Anna sat staring into the darkness, and let him talk, and then shook her head, and said coldly:
"A woman is not kind when she loves."
Christophe did not renew the experiment of hearing Anna sing. He was afraid ... of disillusion, or what? He could not tell. Anna was just as fearful. She would never stay in the room when he began to play.
But one evening in November, as he was reading by the fire, he saw Anna sitting with her sewing in her lap, deep in one of her reveries. She was looking blankly in front of her, and Christophe thought he saw in her eyes the strangely burning light of the other evening. He closed his book. She felt his eyes upon her, and picked up her sewing. With her eyelids down she saw everything. He got up and said:
"Come."
She stared at him, and there was still a little uneasiness in her eyes: she understood, and followed him.

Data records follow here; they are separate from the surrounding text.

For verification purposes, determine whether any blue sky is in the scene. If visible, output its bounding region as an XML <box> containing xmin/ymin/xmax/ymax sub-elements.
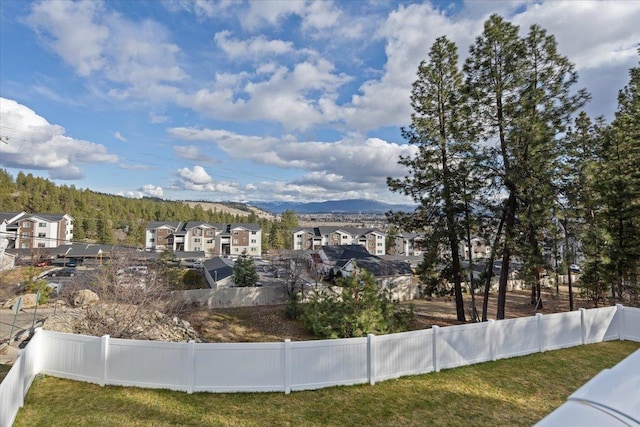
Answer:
<box><xmin>0</xmin><ymin>0</ymin><xmax>640</xmax><ymax>203</ymax></box>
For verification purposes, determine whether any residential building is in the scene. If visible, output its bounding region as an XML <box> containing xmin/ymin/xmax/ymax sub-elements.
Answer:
<box><xmin>460</xmin><ymin>236</ymin><xmax>491</xmax><ymax>261</ymax></box>
<box><xmin>395</xmin><ymin>232</ymin><xmax>424</xmax><ymax>256</ymax></box>
<box><xmin>292</xmin><ymin>226</ymin><xmax>387</xmax><ymax>255</ymax></box>
<box><xmin>145</xmin><ymin>221</ymin><xmax>262</xmax><ymax>257</ymax></box>
<box><xmin>312</xmin><ymin>245</ymin><xmax>413</xmax><ymax>288</ymax></box>
<box><xmin>0</xmin><ymin>212</ymin><xmax>73</xmax><ymax>249</ymax></box>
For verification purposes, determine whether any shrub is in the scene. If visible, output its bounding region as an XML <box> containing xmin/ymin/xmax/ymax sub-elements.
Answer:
<box><xmin>302</xmin><ymin>270</ymin><xmax>415</xmax><ymax>338</ymax></box>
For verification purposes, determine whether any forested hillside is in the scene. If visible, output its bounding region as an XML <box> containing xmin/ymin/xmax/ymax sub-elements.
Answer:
<box><xmin>0</xmin><ymin>169</ymin><xmax>272</xmax><ymax>248</ymax></box>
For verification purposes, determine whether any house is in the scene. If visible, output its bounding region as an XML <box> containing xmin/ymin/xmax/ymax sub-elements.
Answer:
<box><xmin>394</xmin><ymin>232</ymin><xmax>424</xmax><ymax>256</ymax></box>
<box><xmin>312</xmin><ymin>245</ymin><xmax>413</xmax><ymax>289</ymax></box>
<box><xmin>145</xmin><ymin>221</ymin><xmax>262</xmax><ymax>257</ymax></box>
<box><xmin>292</xmin><ymin>226</ymin><xmax>387</xmax><ymax>255</ymax></box>
<box><xmin>460</xmin><ymin>236</ymin><xmax>491</xmax><ymax>261</ymax></box>
<box><xmin>0</xmin><ymin>212</ymin><xmax>73</xmax><ymax>249</ymax></box>
<box><xmin>203</xmin><ymin>256</ymin><xmax>233</xmax><ymax>289</ymax></box>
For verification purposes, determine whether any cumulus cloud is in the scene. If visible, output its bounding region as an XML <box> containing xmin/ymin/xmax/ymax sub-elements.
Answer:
<box><xmin>140</xmin><ymin>184</ymin><xmax>164</xmax><ymax>197</ymax></box>
<box><xmin>173</xmin><ymin>145</ymin><xmax>216</xmax><ymax>163</ymax></box>
<box><xmin>172</xmin><ymin>165</ymin><xmax>238</xmax><ymax>194</ymax></box>
<box><xmin>113</xmin><ymin>132</ymin><xmax>127</xmax><ymax>142</ymax></box>
<box><xmin>26</xmin><ymin>1</ymin><xmax>187</xmax><ymax>99</ymax></box>
<box><xmin>168</xmin><ymin>128</ymin><xmax>416</xmax><ymax>184</ymax></box>
<box><xmin>0</xmin><ymin>98</ymin><xmax>118</xmax><ymax>180</ymax></box>
<box><xmin>214</xmin><ymin>30</ymin><xmax>293</xmax><ymax>59</ymax></box>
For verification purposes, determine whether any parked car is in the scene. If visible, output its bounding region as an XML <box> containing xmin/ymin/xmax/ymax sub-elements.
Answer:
<box><xmin>51</xmin><ymin>267</ymin><xmax>76</xmax><ymax>277</ymax></box>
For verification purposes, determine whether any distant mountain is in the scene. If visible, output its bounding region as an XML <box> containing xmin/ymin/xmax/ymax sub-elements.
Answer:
<box><xmin>249</xmin><ymin>199</ymin><xmax>415</xmax><ymax>214</ymax></box>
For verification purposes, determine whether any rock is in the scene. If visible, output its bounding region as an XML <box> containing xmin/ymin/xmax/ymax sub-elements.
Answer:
<box><xmin>73</xmin><ymin>289</ymin><xmax>100</xmax><ymax>307</ymax></box>
<box><xmin>43</xmin><ymin>303</ymin><xmax>201</xmax><ymax>342</ymax></box>
<box><xmin>2</xmin><ymin>294</ymin><xmax>36</xmax><ymax>308</ymax></box>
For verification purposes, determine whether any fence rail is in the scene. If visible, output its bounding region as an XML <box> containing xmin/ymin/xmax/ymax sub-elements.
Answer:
<box><xmin>0</xmin><ymin>305</ymin><xmax>640</xmax><ymax>426</ymax></box>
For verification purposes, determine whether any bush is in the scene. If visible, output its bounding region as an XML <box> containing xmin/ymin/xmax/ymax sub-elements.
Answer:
<box><xmin>302</xmin><ymin>271</ymin><xmax>415</xmax><ymax>338</ymax></box>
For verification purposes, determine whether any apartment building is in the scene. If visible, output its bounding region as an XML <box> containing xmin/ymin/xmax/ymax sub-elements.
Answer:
<box><xmin>292</xmin><ymin>226</ymin><xmax>387</xmax><ymax>255</ymax></box>
<box><xmin>145</xmin><ymin>221</ymin><xmax>262</xmax><ymax>257</ymax></box>
<box><xmin>0</xmin><ymin>212</ymin><xmax>73</xmax><ymax>249</ymax></box>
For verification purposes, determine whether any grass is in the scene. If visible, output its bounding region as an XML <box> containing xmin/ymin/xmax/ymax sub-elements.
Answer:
<box><xmin>14</xmin><ymin>341</ymin><xmax>640</xmax><ymax>427</ymax></box>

"Where are you going?" asked Braun.
"To the piano," replied Christophe.
He played. She sang. At once he found her just as she had been on the first occasion. She entered the heroic world of music as a matter of course, as though it were her own. He tested her yet further, and went on to a second song, then to a third, more pa.s.sionate, which let loose in her the whole gamut of pa.s.sion, uplifting both herself and him: then, as they reached a very paroxysm, he stopped short and asked her, staring straight into her eyes:
"Tell me, what woman are you?"
Anna replied:
"I do not know."
He said brutally:
"What is there in you that makes you sing like that?"
She replied:
"Only what you put there to make me sing."
"Yes? Well, it is not out of place. I'm wondering whether I created it or you. How do you come to think of such things?"
"I don't know. I think I am no longer myself when I am singing."